O pai


Na minha câmara, caixa, artefacto, o que lhe queiram chamar, tenho um mostruário.
Não é particularmente grande – três fotografias de cada lado – e faz muito que não o mudo. Tenho andado com vontade e de o fazer, mas a preguiça tem-se imposto e lá vai ficando. Ainda bem!
Uma das fotografias é de uma senhora e de sua filha. Romenas, a mãe não tem ofício certo que não seja andar a pedir, ao que me parece.
Há coisa de umas semanas um garoto, igualmente romeno e que as conhece, orgulhoso da sua recente aquisição – uma bicicleta – viu-me e veio cumprimentar-me. Tão orgulhoso estava que insistiu em ser de novo fotografado – tinha-o sido uns meses antes – mas desta feita montado no corcel.
Enquanto a imagem se processava, sempre me foi dizendo que aquela senhora tinha estado ausente para a sua terra natal mas que regressaria na semana seguinte.

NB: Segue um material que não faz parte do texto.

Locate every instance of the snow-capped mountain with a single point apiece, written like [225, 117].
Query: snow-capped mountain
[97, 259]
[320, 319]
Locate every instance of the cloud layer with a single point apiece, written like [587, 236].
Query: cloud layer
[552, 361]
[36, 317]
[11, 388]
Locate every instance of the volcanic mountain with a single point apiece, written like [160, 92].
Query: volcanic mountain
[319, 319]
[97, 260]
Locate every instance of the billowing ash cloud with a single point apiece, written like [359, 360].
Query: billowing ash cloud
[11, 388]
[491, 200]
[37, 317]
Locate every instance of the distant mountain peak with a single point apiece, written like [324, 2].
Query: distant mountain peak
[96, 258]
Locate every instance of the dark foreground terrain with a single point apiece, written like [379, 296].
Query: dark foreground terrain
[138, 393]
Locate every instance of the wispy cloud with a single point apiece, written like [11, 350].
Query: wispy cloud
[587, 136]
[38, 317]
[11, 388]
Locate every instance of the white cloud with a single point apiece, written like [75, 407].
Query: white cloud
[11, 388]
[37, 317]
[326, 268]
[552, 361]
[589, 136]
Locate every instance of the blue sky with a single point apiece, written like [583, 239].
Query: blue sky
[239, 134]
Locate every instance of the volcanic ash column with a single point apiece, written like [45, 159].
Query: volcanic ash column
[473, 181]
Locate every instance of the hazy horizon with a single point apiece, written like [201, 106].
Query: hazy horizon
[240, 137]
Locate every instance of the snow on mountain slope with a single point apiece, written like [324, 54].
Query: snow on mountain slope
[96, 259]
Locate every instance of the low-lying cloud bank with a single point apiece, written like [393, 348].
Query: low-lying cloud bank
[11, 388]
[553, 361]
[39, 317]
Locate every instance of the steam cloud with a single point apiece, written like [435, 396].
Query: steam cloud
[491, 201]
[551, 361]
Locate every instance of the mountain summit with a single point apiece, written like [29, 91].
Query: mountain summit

Hoje constatei que ela tinha regressado!
Sou abordado por dois homens, com uma terrível dificuldade em se exprimirem em português. Mas ao verem a fotografia da senhora, todas as barreiras linguísticas se derrubaram. Um deles soube dizer-me que a criança era linda, conhecendo-a pelo nome. E que era linda, e que era linda, e tão linda ao ponto de beijar a fotografia ali pendurada.
O seu companheiro lá se fez entender e comunicou-me que era a filha que ali estava fotografada.
Claro que quiseram ser fotografados e se a fotografia não fosse gratuita passaria a sê-lo.
Poder unir, ainda que com corantes jorrados num papel, uma família nómada e de parquíssimas posses, é pagamento que baste. E se a tarde rendeu pouco em quantidade, sobrou em qualidade!